It’s not every day that a long lost, forgotten work of a celebrated author is discovered after being hidden in the archives of old newspapers. Recently, however, University of Houston doctoral candidate Zachary Turpin has made an incredible discovery.
A 36,000-word, anonymously published work of short fiction was published in 1852 for a New York newspaper. Titled Life and Adventures of Jack Engle: An Auto-Biography; In Which The Reader Will Find Some Familiar Characters, the newly discovered work was published in six parts and has now been attributed to American poet Walt Whitman.
The finding of this novella was published and announced on Feb. 20 when it was published in the Walt Whitman Quarterly Review, with the University of Iowa Press releasing it in the form of a book.
The amazing discovery was made in 2015 when Turpin found Whitman’s work while conducting research on multiple online databases of 19th century newspapers. He was specifically searching for newspapers that contained popular names found in Whitman’s notebooks.
Turpin was unintentionally looking for the literary treasure when the work popped up on his computer. The work was originally set to run in The Sunday Dispatch, a newspaper formerly based in New York that Whitman was known to have contributed to. Growing more curious, Turpin requested a scan of the first page from the Library of Congress, which held the only known copy of that day’s Dispatch.
He was stunned to receive an email clarifying his curiosity a month later.
“I was at my in-laws,’ setting up a Pack ’n Play, when the email arrived,” he said in an article from The New York Times. “From that day until now, I’ve had this simmering inside me.”
Oddly enough, this is not the first time that Turpin has made such a brilliant discovery. In the past, he found a series of articles by Whitman that offered tips for a healthy and vigorous lifestyle, which were featured in another newspaper.
For such an incredible discovery, it’s amazing to look at how this new finding fits into the timeline and the quality of Whitman’s other works.
Jack Engle was written three years before Whitman published Leaves of Grass, the work that placed him in the American literary canon, according to an article published on the National Public Radio website.
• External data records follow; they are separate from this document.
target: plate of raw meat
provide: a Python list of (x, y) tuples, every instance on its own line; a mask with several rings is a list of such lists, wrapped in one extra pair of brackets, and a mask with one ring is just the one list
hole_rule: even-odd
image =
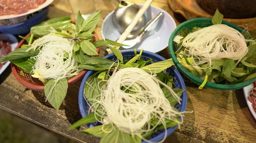
[(243, 90), (249, 109), (256, 120), (256, 80)]
[[(0, 34), (0, 58), (13, 51), (18, 45), (18, 40), (9, 34)], [(10, 62), (0, 63), (0, 75), (10, 64)]]
[(38, 11), (53, 0), (0, 0), (0, 20), (17, 17)]

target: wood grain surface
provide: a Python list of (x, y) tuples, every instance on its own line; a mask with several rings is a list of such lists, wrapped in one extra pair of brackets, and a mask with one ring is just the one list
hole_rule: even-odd
[[(114, 0), (95, 0), (97, 10), (102, 10), (101, 18), (96, 32), (102, 39), (103, 19), (115, 8)], [(143, 4), (145, 1), (131, 1)], [(177, 25), (184, 21), (175, 14), (167, 1), (155, 0), (152, 5), (159, 7), (173, 16)], [(50, 6), (49, 18), (69, 16), (71, 13), (67, 1), (55, 0)], [(106, 54), (101, 47), (100, 56)], [(168, 58), (167, 48), (159, 53)], [(198, 90), (185, 79), (188, 99), (184, 123), (164, 142), (255, 142), (256, 123), (245, 102), (242, 90), (220, 91)], [(44, 93), (31, 91), (18, 83), (8, 67), (0, 77), (0, 107), (62, 135), (81, 142), (98, 142), (99, 138), (67, 128), (81, 118), (77, 103), (81, 81), (69, 88), (59, 111), (45, 102)], [(86, 128), (82, 127), (80, 129)], [(29, 129), (26, 129), (29, 130)]]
Prior to the reveal of this novella, it was believed that Whitman spent the early 1850s entirely on Leaves of Grass, publishing nothing of great importance. Now, thanks to Turpin, we know better.
Additionally, it’s apparent as to why Jack Engle took this long to be attributed to the great American poet.
“It’s not a great novel, though it’s not a bad read either,” David Reynolds, author of Walt Whitman’s America, said.
Turpin, on that other hand, disagrees with Reynolds.
"I'm really blown away by this book,” Turpin told NPR. “It's all things to all men. It's weird, it's wild, it's beautiful and hilarious, and turns on a dime in ways that are both great and terrible. It's truly phenomenal, and I think something that everyone will enjoy picking up."
Despite the disputed quality of Whitman’s 1852 work, it’s certain that this is an unbelievable find for Whitman literature fans. Such an artifact gives us brand new insights into the mind of this legendary author, and, according to Turpin, gives any reader much to think about.